David Yates Jul. 6, 2010, 7:38am

Although he protested, John Carpenter claims his employer told him to climb up a "worn ladder" or lose his job. When he reached about 30 feet, the ladder collapsed.

Carpenter filed suit against Tate Floyd, owner of Better Built Metal Buildings, on June 23 in Orange County District Court, claiming the three-story fall "virtually destroyed" his heel bone.

Court documents show that on Dec. 4, 2009, Floyd supplied Carpenter and his coworkers with a 20-foot extension ladder that looked "old, worn and weak."

"Although plaintiff questioned the defendant as to the adequacy of the ladder ... he was told by his employer that, 'If you don't go up the ladder, someone else will," insinuating that ... if the plaintiff refused he could have been discharged," the suit states.

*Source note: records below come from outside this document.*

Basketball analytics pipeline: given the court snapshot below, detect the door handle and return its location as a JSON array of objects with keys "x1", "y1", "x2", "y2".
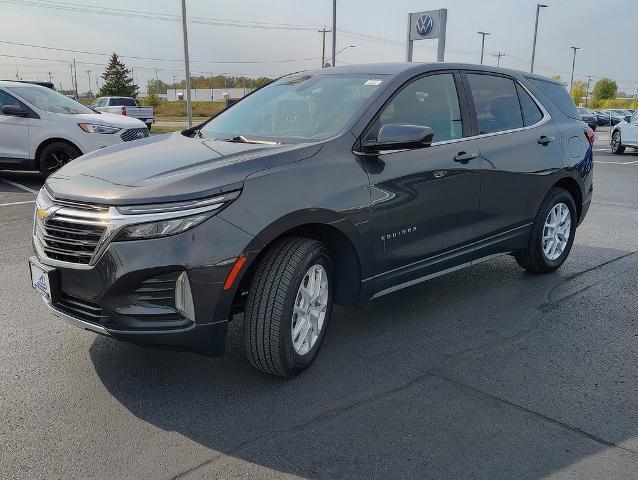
[{"x1": 454, "y1": 152, "x2": 478, "y2": 164}]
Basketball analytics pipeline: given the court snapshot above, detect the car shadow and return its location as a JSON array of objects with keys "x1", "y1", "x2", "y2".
[{"x1": 90, "y1": 246, "x2": 638, "y2": 478}]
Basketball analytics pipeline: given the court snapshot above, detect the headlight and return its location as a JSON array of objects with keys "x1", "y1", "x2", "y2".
[
  {"x1": 117, "y1": 213, "x2": 211, "y2": 240},
  {"x1": 115, "y1": 191, "x2": 239, "y2": 241},
  {"x1": 78, "y1": 123, "x2": 122, "y2": 135}
]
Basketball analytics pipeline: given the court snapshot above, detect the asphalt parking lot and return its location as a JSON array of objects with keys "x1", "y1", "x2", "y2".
[{"x1": 0, "y1": 128, "x2": 638, "y2": 479}]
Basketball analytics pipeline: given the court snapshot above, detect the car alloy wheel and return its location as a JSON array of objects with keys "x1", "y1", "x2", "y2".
[
  {"x1": 542, "y1": 203, "x2": 572, "y2": 261},
  {"x1": 290, "y1": 264, "x2": 329, "y2": 355}
]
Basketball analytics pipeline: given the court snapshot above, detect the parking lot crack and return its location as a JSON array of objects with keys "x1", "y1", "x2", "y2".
[{"x1": 428, "y1": 371, "x2": 638, "y2": 460}]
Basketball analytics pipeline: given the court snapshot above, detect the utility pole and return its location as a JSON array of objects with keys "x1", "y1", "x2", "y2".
[
  {"x1": 332, "y1": 0, "x2": 337, "y2": 67},
  {"x1": 476, "y1": 32, "x2": 490, "y2": 65},
  {"x1": 319, "y1": 27, "x2": 332, "y2": 68},
  {"x1": 182, "y1": 0, "x2": 193, "y2": 128},
  {"x1": 73, "y1": 58, "x2": 80, "y2": 99},
  {"x1": 585, "y1": 75, "x2": 591, "y2": 107},
  {"x1": 84, "y1": 70, "x2": 91, "y2": 94},
  {"x1": 529, "y1": 3, "x2": 547, "y2": 73},
  {"x1": 569, "y1": 47, "x2": 580, "y2": 95}
]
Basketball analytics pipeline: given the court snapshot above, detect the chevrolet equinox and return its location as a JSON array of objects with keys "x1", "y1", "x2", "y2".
[{"x1": 30, "y1": 63, "x2": 593, "y2": 376}]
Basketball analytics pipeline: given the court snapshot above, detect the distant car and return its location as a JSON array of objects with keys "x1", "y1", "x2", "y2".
[
  {"x1": 91, "y1": 97, "x2": 155, "y2": 130},
  {"x1": 578, "y1": 107, "x2": 598, "y2": 130},
  {"x1": 602, "y1": 108, "x2": 625, "y2": 125},
  {"x1": 0, "y1": 81, "x2": 149, "y2": 177},
  {"x1": 611, "y1": 112, "x2": 638, "y2": 155}
]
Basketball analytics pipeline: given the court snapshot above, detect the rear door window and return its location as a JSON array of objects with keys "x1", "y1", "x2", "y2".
[
  {"x1": 467, "y1": 73, "x2": 524, "y2": 134},
  {"x1": 526, "y1": 77, "x2": 580, "y2": 120}
]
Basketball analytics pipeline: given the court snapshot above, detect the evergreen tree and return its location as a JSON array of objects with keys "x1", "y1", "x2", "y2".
[{"x1": 97, "y1": 53, "x2": 139, "y2": 99}]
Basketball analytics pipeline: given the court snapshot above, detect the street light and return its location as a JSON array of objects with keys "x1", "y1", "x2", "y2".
[
  {"x1": 476, "y1": 32, "x2": 490, "y2": 65},
  {"x1": 569, "y1": 47, "x2": 580, "y2": 95},
  {"x1": 529, "y1": 3, "x2": 547, "y2": 73}
]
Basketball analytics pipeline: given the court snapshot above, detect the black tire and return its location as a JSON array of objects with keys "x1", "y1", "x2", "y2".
[
  {"x1": 38, "y1": 142, "x2": 81, "y2": 178},
  {"x1": 514, "y1": 188, "x2": 578, "y2": 273},
  {"x1": 244, "y1": 237, "x2": 333, "y2": 377},
  {"x1": 611, "y1": 130, "x2": 625, "y2": 155}
]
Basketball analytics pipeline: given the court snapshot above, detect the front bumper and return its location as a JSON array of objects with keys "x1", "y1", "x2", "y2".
[{"x1": 36, "y1": 216, "x2": 253, "y2": 356}]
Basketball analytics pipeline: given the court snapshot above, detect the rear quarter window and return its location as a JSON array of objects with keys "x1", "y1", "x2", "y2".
[{"x1": 527, "y1": 77, "x2": 580, "y2": 120}]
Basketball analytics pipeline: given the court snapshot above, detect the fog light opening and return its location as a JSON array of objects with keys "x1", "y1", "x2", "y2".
[{"x1": 175, "y1": 272, "x2": 195, "y2": 322}]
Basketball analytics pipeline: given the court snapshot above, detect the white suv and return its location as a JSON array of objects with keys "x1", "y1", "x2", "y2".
[
  {"x1": 611, "y1": 112, "x2": 638, "y2": 155},
  {"x1": 0, "y1": 81, "x2": 149, "y2": 176}
]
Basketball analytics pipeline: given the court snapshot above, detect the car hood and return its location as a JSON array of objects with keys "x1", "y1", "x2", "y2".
[
  {"x1": 46, "y1": 133, "x2": 321, "y2": 205},
  {"x1": 49, "y1": 113, "x2": 146, "y2": 128}
]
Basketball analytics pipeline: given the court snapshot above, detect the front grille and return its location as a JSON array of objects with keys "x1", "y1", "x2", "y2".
[
  {"x1": 120, "y1": 127, "x2": 149, "y2": 142},
  {"x1": 36, "y1": 214, "x2": 106, "y2": 265},
  {"x1": 55, "y1": 294, "x2": 109, "y2": 325}
]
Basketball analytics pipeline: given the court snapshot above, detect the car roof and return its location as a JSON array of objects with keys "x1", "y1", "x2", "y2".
[{"x1": 297, "y1": 62, "x2": 563, "y2": 85}]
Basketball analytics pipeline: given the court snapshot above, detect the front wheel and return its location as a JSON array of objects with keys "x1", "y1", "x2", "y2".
[
  {"x1": 514, "y1": 188, "x2": 578, "y2": 273},
  {"x1": 39, "y1": 142, "x2": 80, "y2": 178},
  {"x1": 611, "y1": 130, "x2": 625, "y2": 155},
  {"x1": 244, "y1": 237, "x2": 333, "y2": 377}
]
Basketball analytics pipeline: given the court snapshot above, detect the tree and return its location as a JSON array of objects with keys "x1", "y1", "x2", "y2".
[
  {"x1": 572, "y1": 81, "x2": 587, "y2": 105},
  {"x1": 592, "y1": 78, "x2": 618, "y2": 105},
  {"x1": 98, "y1": 53, "x2": 139, "y2": 98}
]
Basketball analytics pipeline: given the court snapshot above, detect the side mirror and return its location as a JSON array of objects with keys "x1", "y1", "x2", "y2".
[
  {"x1": 2, "y1": 105, "x2": 28, "y2": 117},
  {"x1": 362, "y1": 123, "x2": 434, "y2": 153}
]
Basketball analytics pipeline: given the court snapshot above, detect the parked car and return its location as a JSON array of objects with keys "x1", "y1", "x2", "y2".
[
  {"x1": 0, "y1": 81, "x2": 148, "y2": 176},
  {"x1": 91, "y1": 97, "x2": 155, "y2": 130},
  {"x1": 578, "y1": 107, "x2": 598, "y2": 131},
  {"x1": 603, "y1": 108, "x2": 625, "y2": 125},
  {"x1": 30, "y1": 63, "x2": 593, "y2": 376},
  {"x1": 611, "y1": 112, "x2": 638, "y2": 155}
]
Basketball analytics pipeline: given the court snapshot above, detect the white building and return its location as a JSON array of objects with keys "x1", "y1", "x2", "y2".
[{"x1": 166, "y1": 88, "x2": 252, "y2": 102}]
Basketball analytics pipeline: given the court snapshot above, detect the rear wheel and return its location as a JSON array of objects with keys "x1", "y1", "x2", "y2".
[
  {"x1": 38, "y1": 142, "x2": 81, "y2": 178},
  {"x1": 514, "y1": 188, "x2": 577, "y2": 273},
  {"x1": 244, "y1": 237, "x2": 333, "y2": 377},
  {"x1": 611, "y1": 130, "x2": 625, "y2": 155}
]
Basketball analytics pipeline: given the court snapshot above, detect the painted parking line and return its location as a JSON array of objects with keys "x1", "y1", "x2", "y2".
[
  {"x1": 594, "y1": 160, "x2": 638, "y2": 165},
  {"x1": 0, "y1": 200, "x2": 35, "y2": 207},
  {"x1": 2, "y1": 178, "x2": 38, "y2": 195}
]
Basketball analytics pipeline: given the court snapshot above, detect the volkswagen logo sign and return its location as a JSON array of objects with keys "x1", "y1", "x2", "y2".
[{"x1": 416, "y1": 15, "x2": 434, "y2": 37}]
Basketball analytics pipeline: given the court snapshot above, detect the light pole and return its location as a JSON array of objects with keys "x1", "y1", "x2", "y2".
[
  {"x1": 529, "y1": 3, "x2": 547, "y2": 73},
  {"x1": 332, "y1": 0, "x2": 337, "y2": 67},
  {"x1": 182, "y1": 0, "x2": 193, "y2": 128},
  {"x1": 569, "y1": 47, "x2": 580, "y2": 95},
  {"x1": 476, "y1": 32, "x2": 490, "y2": 65}
]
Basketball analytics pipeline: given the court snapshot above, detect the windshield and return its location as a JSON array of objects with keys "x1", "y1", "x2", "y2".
[
  {"x1": 201, "y1": 74, "x2": 386, "y2": 143},
  {"x1": 6, "y1": 86, "x2": 95, "y2": 115},
  {"x1": 109, "y1": 97, "x2": 137, "y2": 107}
]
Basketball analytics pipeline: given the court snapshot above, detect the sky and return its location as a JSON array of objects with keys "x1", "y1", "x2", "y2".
[{"x1": 0, "y1": 0, "x2": 638, "y2": 95}]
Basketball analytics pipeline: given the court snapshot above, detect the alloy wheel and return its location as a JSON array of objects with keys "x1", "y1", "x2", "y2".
[
  {"x1": 543, "y1": 203, "x2": 572, "y2": 261},
  {"x1": 290, "y1": 264, "x2": 329, "y2": 355}
]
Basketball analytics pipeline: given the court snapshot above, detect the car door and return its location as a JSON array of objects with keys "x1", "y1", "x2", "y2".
[
  {"x1": 364, "y1": 71, "x2": 481, "y2": 290},
  {"x1": 464, "y1": 72, "x2": 564, "y2": 256},
  {"x1": 0, "y1": 89, "x2": 31, "y2": 163}
]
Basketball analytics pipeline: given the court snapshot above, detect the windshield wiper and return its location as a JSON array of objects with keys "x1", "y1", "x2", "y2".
[{"x1": 222, "y1": 135, "x2": 281, "y2": 145}]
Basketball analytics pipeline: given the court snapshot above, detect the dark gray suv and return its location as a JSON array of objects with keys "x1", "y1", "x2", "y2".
[{"x1": 30, "y1": 63, "x2": 593, "y2": 376}]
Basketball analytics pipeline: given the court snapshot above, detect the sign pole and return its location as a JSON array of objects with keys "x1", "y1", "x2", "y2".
[
  {"x1": 436, "y1": 8, "x2": 447, "y2": 62},
  {"x1": 405, "y1": 13, "x2": 414, "y2": 62}
]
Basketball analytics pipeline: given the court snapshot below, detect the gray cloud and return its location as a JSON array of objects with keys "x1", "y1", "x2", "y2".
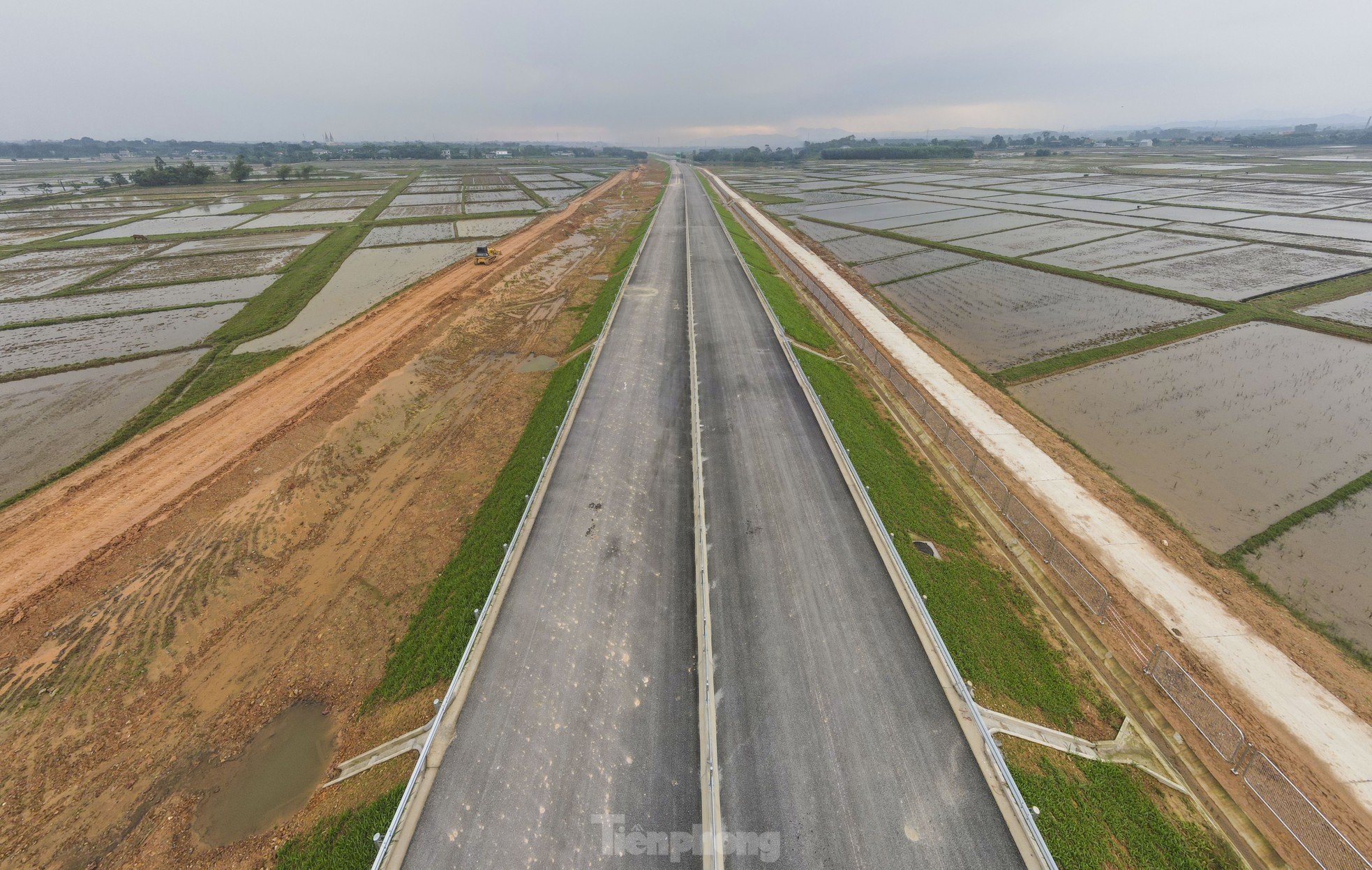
[{"x1": 0, "y1": 0, "x2": 1372, "y2": 143}]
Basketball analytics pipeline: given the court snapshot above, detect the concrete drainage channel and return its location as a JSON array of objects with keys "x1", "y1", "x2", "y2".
[{"x1": 362, "y1": 169, "x2": 657, "y2": 870}]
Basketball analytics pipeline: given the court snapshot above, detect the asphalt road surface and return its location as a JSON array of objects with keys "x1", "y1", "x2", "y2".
[
  {"x1": 686, "y1": 173, "x2": 1024, "y2": 870},
  {"x1": 405, "y1": 165, "x2": 701, "y2": 870}
]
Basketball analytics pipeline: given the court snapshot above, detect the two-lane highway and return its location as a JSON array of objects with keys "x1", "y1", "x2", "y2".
[
  {"x1": 405, "y1": 164, "x2": 1025, "y2": 870},
  {"x1": 405, "y1": 165, "x2": 701, "y2": 870},
  {"x1": 686, "y1": 165, "x2": 1024, "y2": 870}
]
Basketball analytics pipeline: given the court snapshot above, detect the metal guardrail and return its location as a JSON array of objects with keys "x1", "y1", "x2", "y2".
[
  {"x1": 734, "y1": 186, "x2": 1372, "y2": 870},
  {"x1": 372, "y1": 179, "x2": 659, "y2": 870},
  {"x1": 702, "y1": 174, "x2": 1058, "y2": 870}
]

"As the plaintiff reached a level approximately 25 to 30 feet above the floor the ladder collapsed in its center causing the plaintiff to fall ... and shatter his heel on his right foot, virtually destroying the heel bone."

Floyd is not a subscriber of the Texas Workers' Compensation Act. Carpenter is suing for medical expenses and all other damages allowable under law.

He is represented by Port Arthur attorney Carl Parker.

The case has been assigned to Judge Pat Clark, 128th District Court.